Brand was a little overwhelmed, then moved, then inspired. “Sometimes I get tears in my eyes; it’s such a sweet story,” he says. “She has so many. And we were working with a narrow lot, on a view property with lots of windows. When there’s all that glass, how do you find room for artwork?”

One beautifully practical solution: Run the display space perpendicular to the windows. “The art became a cool part of the house,” he says.

Actually, the house is nothing but cool parts, all adding up to one cohesively cool three-level whole: warm materials, neutral tones, variable ceiling heights, universal space, carefully placed skylights and clerestories — and even more collections, with even more creative means to showcase and celebrate them:

— Daryl collects glass art, too — lots of glass art. “She has way more pieces than we could display,” Brand says. “So we created display spaces for her collection, plus lighted niches for special pieces that rotate (positions).”

— Mark, chief technology officer of Microsoft Azure and a cybercrime novelist (“Everything he’s written has happened,” Daryl says), collects photographs, certificates and “Star Wars” memorabilia. Not Pez-dispenser-level memorabilia — serious stuff, as in the series’ first script, Daryl says, and as in, Mark sometimes backs out of online auctions when he realizes he’s likely bidding against Paul Allen. But Mark wins often enough to fill his office (where Brand designed a special corner computer desk to accommodate the stretched-out legs of a 6-foot-7 collector) with prominent display cases of prize pieces.

— The whole family (other members: 16-year-old daughter Maria, plus look-alike labs Max and Missy, and one aging kitty cat named Boo) collects experiences. So one hallway wall has become its own framed-photo gallery: the Russinoviches with famous politicians, the Russinoviches with each other. “Daryl loves photos,” Brand says. “The interior designer (Robin Luchsinger) spent a lot of time on the patterns, sizes and organizing.”

And, because Daryl volunteers extensively with local charities, the entire lower level is designed for everyday living and extraordinary entertaining experiences. “We do entertain a lot,” Daryl says. “We like to do it big when we do it. Kenny Loggins played in the backyard for Mark’s 50th birthday.”

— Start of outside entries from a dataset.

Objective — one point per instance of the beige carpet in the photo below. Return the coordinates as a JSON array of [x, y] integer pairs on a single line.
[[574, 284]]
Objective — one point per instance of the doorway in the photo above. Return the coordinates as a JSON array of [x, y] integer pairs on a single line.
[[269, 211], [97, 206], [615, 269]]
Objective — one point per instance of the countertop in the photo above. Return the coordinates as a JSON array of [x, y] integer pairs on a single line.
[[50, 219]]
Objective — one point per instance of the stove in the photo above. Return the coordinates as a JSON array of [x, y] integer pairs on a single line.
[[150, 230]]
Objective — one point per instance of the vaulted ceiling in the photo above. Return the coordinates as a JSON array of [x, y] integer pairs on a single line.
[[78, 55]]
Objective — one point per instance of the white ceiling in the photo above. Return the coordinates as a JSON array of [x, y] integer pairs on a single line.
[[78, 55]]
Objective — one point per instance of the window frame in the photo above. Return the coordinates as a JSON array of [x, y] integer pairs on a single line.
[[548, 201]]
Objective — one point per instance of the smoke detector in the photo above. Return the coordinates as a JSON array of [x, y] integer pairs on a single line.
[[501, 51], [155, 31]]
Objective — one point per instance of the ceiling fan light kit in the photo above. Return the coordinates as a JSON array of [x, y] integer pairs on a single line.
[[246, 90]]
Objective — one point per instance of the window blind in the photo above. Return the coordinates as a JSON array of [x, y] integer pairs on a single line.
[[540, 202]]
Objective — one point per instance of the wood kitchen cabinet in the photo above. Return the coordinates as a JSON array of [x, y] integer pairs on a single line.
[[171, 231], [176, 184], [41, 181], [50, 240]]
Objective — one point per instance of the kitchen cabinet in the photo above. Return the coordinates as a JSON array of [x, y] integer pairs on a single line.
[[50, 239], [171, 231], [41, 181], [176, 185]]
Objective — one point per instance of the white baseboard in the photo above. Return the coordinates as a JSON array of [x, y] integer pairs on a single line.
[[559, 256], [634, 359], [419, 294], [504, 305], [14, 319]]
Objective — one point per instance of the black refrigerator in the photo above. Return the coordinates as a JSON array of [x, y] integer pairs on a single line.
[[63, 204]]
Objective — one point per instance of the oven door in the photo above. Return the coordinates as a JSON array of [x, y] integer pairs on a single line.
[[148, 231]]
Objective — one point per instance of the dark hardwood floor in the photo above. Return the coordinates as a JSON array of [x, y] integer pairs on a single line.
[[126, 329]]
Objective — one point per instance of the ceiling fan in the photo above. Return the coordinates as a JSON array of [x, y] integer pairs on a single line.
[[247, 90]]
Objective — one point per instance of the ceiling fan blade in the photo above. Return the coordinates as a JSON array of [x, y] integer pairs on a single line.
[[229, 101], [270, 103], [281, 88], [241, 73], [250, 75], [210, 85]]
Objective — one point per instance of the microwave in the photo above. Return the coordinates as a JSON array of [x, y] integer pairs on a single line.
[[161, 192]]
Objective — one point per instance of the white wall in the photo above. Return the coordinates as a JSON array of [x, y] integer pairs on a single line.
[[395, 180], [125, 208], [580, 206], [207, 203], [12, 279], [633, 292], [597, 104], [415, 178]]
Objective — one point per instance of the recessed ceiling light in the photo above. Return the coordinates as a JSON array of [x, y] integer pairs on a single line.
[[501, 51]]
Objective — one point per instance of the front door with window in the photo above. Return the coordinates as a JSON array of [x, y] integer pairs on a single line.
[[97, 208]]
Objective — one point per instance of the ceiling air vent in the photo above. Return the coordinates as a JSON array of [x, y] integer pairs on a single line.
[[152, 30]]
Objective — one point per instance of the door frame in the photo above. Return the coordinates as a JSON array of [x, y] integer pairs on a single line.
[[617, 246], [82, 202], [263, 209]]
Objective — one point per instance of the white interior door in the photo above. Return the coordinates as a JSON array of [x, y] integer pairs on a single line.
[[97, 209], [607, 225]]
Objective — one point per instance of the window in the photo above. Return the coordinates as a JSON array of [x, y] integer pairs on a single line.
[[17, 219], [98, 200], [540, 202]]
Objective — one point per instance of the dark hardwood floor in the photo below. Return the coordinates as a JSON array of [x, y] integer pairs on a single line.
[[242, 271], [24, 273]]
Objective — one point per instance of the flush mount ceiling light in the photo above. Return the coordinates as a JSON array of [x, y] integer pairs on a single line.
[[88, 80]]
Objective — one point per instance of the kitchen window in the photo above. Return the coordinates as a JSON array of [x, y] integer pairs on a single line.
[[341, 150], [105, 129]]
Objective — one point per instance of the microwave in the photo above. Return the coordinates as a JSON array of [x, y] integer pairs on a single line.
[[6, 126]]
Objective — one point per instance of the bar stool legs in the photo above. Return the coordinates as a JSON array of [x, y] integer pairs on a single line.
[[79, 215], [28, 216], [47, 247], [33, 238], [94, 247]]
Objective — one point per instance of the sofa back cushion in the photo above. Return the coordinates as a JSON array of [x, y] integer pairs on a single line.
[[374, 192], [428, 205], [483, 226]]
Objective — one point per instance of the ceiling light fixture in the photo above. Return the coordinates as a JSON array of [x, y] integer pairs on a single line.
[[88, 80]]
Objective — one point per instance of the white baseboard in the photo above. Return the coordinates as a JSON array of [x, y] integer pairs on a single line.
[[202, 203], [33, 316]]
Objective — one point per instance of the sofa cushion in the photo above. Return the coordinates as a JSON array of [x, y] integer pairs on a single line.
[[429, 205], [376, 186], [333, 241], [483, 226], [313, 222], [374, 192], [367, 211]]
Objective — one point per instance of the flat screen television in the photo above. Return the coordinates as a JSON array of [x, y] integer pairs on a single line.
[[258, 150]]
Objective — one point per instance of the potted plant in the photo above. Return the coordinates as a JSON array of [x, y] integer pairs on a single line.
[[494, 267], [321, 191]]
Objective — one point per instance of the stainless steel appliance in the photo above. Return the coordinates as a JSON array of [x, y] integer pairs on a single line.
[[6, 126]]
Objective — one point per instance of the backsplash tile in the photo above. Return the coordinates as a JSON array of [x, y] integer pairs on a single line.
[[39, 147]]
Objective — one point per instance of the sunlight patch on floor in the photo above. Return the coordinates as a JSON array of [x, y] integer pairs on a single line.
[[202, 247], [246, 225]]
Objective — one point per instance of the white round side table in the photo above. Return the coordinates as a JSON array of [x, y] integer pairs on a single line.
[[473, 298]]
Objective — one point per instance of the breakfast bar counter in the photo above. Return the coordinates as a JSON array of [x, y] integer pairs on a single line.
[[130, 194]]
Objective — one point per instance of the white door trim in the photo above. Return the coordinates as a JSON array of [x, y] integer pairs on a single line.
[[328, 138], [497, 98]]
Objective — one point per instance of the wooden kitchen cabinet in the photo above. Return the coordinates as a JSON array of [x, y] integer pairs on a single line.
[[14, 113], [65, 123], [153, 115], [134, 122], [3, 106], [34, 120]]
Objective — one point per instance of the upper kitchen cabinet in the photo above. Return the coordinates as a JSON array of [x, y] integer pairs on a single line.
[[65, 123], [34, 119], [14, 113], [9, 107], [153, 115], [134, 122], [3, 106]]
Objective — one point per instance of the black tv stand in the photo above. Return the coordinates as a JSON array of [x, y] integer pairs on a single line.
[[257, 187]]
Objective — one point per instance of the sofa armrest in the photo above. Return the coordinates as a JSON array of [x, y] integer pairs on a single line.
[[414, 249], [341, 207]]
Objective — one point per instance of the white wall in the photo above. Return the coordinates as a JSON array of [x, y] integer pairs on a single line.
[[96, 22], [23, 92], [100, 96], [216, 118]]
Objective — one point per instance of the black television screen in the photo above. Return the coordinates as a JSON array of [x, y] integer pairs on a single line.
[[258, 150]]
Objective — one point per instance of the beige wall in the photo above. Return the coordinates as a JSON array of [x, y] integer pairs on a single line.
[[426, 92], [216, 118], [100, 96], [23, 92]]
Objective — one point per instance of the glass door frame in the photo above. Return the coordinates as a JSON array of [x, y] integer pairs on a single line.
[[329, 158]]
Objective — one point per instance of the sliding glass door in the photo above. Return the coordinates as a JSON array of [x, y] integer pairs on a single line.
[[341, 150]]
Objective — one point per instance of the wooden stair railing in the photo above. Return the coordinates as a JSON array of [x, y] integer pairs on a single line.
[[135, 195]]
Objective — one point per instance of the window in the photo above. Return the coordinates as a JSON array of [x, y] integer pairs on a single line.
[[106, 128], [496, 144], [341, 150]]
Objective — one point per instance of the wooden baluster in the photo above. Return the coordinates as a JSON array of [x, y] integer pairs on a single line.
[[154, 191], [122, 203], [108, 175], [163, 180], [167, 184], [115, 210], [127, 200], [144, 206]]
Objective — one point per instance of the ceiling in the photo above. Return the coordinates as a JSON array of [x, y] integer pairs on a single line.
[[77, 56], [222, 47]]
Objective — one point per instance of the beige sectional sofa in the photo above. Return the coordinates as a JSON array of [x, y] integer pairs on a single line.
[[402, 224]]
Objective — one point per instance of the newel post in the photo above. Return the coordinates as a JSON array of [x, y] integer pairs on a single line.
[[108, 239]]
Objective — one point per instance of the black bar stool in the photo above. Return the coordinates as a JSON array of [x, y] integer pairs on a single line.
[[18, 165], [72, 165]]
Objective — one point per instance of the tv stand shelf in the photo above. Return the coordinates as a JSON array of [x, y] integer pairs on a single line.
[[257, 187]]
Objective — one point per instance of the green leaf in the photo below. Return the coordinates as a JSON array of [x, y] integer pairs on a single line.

That extensive backyard has two impressive water features of its own (a pool/spa ringed with must-have palm and banana trees, and shiny Lake Washington) and a huge covered/heated terrace that flows seamlessly inside. “I experienced the house in party mode,” Brand says. “There were 150 people here for the housewarming. The house functions very well — lots of places for people to gravitate.”

The lower level recalls the Russinoviches’ last home, in Clyde Hill, Daryl says. “We liked the layout of that: two kitchens, up and down, and a rec room. Brian looked at that home, but it wasn’t contemporary. We always wanted contemporary — and to showcase my father’s artwork. What I liked: Brian saw the vision with my dad’s art. He had to find places for it.”

He did: special places, for special pieces.